Chapter 1: The Forge of Bonds
The ship floated like a sleeping giant across the clouds, alive in subtle ways only those who had spent enough time aboard could sense. Its veins of blue light pulsed softly, tracing runes that stretched across the hull like veins in living steel. Outsiders might have thought it a fortress or an impossible city that had taken flight. For Ajey and his crew, it was home, laboratory, battlefield, and—on most days—a comedy stage.
Three years had passed since Ajey’s return, and everything had changed. The crew had grown stronger, sharper, and—depending on the day—louder and more absurd than ever.

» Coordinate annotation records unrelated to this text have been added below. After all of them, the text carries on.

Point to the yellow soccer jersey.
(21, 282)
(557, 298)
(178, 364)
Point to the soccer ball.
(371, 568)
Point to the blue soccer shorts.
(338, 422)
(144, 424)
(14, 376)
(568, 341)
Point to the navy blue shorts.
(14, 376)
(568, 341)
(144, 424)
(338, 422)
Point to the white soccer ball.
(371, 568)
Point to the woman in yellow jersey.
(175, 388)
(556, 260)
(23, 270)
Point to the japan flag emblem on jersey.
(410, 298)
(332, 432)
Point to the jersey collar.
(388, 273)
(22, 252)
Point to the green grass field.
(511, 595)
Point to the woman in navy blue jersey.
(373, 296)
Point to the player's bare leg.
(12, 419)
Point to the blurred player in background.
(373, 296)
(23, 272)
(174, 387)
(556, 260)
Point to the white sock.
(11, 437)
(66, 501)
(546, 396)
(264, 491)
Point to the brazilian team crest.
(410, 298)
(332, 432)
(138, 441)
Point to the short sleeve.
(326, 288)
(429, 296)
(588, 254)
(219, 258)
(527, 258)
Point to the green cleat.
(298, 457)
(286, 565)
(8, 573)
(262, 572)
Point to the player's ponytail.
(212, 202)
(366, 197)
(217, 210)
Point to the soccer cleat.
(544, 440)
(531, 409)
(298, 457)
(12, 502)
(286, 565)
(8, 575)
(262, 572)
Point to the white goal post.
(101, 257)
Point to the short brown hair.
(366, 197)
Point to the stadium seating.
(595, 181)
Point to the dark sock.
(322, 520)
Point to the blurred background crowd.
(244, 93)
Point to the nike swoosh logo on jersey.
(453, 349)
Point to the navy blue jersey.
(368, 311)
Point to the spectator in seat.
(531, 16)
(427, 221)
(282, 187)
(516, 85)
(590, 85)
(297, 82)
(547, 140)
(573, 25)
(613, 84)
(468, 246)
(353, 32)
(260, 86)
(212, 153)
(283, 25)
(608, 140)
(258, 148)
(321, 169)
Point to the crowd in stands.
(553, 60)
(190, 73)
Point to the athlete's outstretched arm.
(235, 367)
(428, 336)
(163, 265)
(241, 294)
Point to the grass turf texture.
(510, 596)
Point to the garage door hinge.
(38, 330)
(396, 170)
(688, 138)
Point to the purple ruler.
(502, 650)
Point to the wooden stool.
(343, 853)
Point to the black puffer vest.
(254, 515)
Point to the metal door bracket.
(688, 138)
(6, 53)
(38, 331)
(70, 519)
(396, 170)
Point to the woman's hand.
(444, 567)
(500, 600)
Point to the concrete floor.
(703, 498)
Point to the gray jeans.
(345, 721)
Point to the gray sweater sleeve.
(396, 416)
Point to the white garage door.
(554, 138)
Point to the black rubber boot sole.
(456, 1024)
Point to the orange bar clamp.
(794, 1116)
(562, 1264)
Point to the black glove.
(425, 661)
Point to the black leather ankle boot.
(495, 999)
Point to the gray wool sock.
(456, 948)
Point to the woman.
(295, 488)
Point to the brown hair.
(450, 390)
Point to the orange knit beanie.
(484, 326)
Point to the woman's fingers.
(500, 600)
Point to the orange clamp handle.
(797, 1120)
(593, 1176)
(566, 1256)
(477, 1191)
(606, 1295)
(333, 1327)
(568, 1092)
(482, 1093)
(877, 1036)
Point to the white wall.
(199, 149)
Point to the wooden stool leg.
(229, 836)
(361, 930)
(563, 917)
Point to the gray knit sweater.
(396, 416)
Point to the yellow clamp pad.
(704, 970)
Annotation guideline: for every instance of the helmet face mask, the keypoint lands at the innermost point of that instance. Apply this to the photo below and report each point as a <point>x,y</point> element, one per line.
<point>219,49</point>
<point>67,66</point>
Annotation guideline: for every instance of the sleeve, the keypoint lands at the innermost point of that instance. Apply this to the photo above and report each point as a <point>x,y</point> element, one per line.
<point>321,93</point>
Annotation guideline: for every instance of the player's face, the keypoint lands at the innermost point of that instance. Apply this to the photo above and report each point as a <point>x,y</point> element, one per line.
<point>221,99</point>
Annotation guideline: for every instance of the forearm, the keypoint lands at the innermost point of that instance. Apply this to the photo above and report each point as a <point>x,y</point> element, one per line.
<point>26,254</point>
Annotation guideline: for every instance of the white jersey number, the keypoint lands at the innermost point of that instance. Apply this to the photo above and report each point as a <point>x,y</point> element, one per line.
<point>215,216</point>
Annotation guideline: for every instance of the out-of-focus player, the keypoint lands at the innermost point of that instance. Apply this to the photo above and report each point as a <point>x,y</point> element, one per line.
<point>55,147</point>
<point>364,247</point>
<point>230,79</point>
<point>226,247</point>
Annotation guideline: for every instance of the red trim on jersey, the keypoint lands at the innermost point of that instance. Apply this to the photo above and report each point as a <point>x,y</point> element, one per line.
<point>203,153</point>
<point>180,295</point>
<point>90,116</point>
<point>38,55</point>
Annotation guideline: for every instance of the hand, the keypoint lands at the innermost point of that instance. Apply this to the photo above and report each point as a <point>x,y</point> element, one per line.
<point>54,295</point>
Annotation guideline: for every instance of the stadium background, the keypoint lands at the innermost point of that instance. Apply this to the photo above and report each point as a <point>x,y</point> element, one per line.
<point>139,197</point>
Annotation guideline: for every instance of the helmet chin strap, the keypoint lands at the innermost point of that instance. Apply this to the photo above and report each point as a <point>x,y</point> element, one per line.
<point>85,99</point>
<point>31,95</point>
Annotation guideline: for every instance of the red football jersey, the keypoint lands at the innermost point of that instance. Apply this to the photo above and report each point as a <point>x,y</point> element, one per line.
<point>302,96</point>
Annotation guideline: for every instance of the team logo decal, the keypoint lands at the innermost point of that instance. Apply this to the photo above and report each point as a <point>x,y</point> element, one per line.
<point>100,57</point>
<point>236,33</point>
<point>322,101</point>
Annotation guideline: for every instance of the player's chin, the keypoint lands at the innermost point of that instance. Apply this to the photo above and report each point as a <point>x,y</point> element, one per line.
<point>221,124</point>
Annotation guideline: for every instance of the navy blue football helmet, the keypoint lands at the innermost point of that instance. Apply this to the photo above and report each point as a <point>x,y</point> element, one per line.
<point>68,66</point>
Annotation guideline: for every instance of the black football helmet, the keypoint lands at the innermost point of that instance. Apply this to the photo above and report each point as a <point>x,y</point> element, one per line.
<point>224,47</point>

Selerin leaned against the railing, her bow across her shoulder. The weapon was no longer the simple tool she once carried. Forged in Urak’s fires and refined by Eon-7’s relentless precision, the bow shimmered with runes that danced across its curved frame. Each arrow she loosed could now adapt mid-flight: splitting into three, igniting with fire, or crackling with lightning. It was dangerous, beautiful, and entirely hers.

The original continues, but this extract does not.